Following Black Hat 2013, MS opens up further on new or extended Win8.1 security stuff.
Here’s a list of topics with some detail summarized from that blog post:
- Trustworthy Hardware: MS is moving toward requiring support for a Trusted Platform Module (TPM), circuitry that provides enhanced cryptography, on-board secure storage for keys and certificates, and other strong security functions in future hardware (“We are working towards requiring TPM 2.0 on all devices by January 2015.”). Provides the foundation for improved security for BYOD situations.
- Modern Access Control: ways that IT can restrict physical access to devices. Biometrics will gain capacitive full fingerprint support on touchscreen devices using the app-based Settings widget, with biometrics now applicable to any Windows credential prompt of any kind (instead of during login only).
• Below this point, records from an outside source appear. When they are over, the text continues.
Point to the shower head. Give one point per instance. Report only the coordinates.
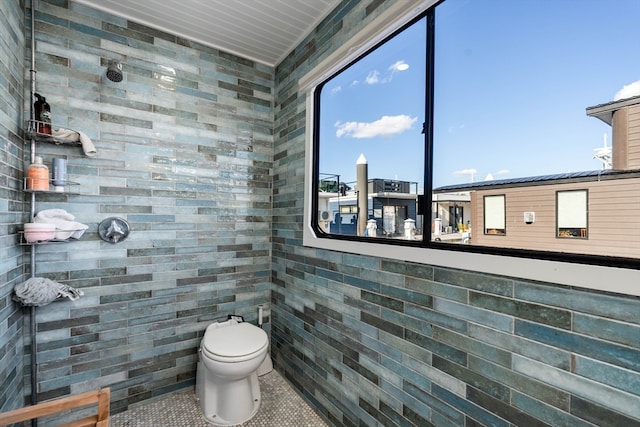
(114, 71)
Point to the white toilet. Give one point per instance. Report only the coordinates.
(227, 379)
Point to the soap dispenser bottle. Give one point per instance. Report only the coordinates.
(42, 114)
(38, 175)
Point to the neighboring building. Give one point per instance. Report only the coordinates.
(390, 203)
(594, 212)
Improved APIs for biometric support in Windows Apps, including WinRT.
- Multifactor Authentication for BYOD: Continued streamlining for managing Virtual Smart Cards (VCS) including support for enrollment and management in WinRT, with more controls over how devices connect to internal networks, and secure access controls for personal devices in BYOD situations.
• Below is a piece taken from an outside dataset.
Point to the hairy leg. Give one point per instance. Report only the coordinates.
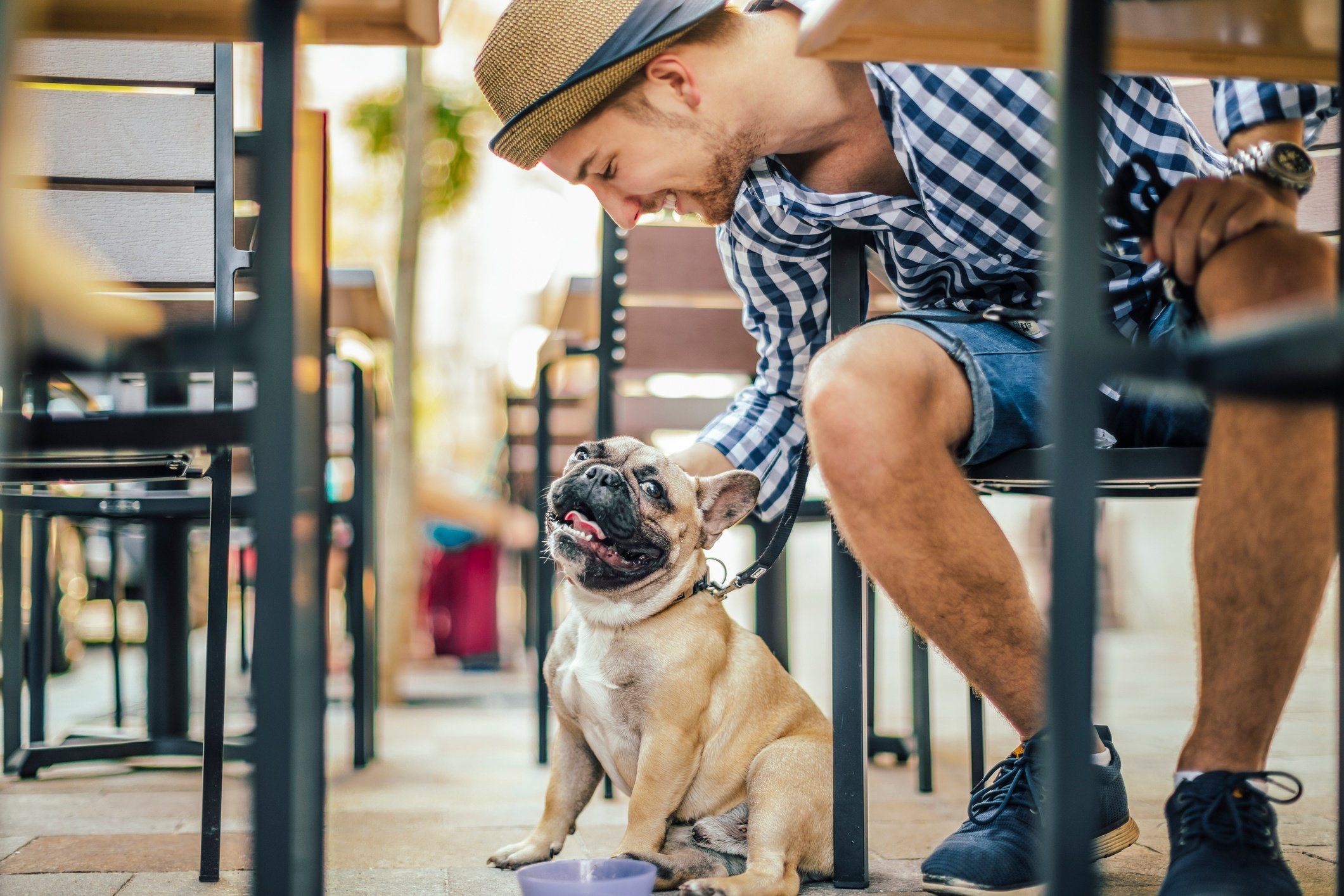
(886, 409)
(1265, 530)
- Trustworthy Identities and Devices: MS will seek to “increase the trustworthiness of the PKI by help manage and drive certificate best practices and adherence to standards…” This will include a daily scanning service for the top 2,000,000 SSL/TLS sites to look for anomalies or bad practices, and a requirement from servers or sevices to require attestation that private certificates and keys are protected by hardware (if not, access is denied — see the first bullet point above).
- Data Protection: In Win8.1 devices encryption applies to all editions for devices that support InstantGo, where Windows 8.1 Pro and Enterprise will also get the benefits of BitLocker, including BitLocker To Go, a network key protector, and automatic recovery key escrow in AD, plus a “remote wipe” capability that enables IT to delete sensitive data if a machine gets lost or stolen, or on BYOD machines (without affecting personal data).
- Malware Resistance: Windows Defender gains heuristics to monitor “bad behaviors” in memory, the registry, or the file system (before malware signatures get created or are available), and Internet Explorer gains the ability to screen binary extensions before they get loaded, along with default use of Enhanced Protection Mode in IE11.
It will be interesting to see how all this plays out, and how well the TPM requirements perform on systems that include such circuitry.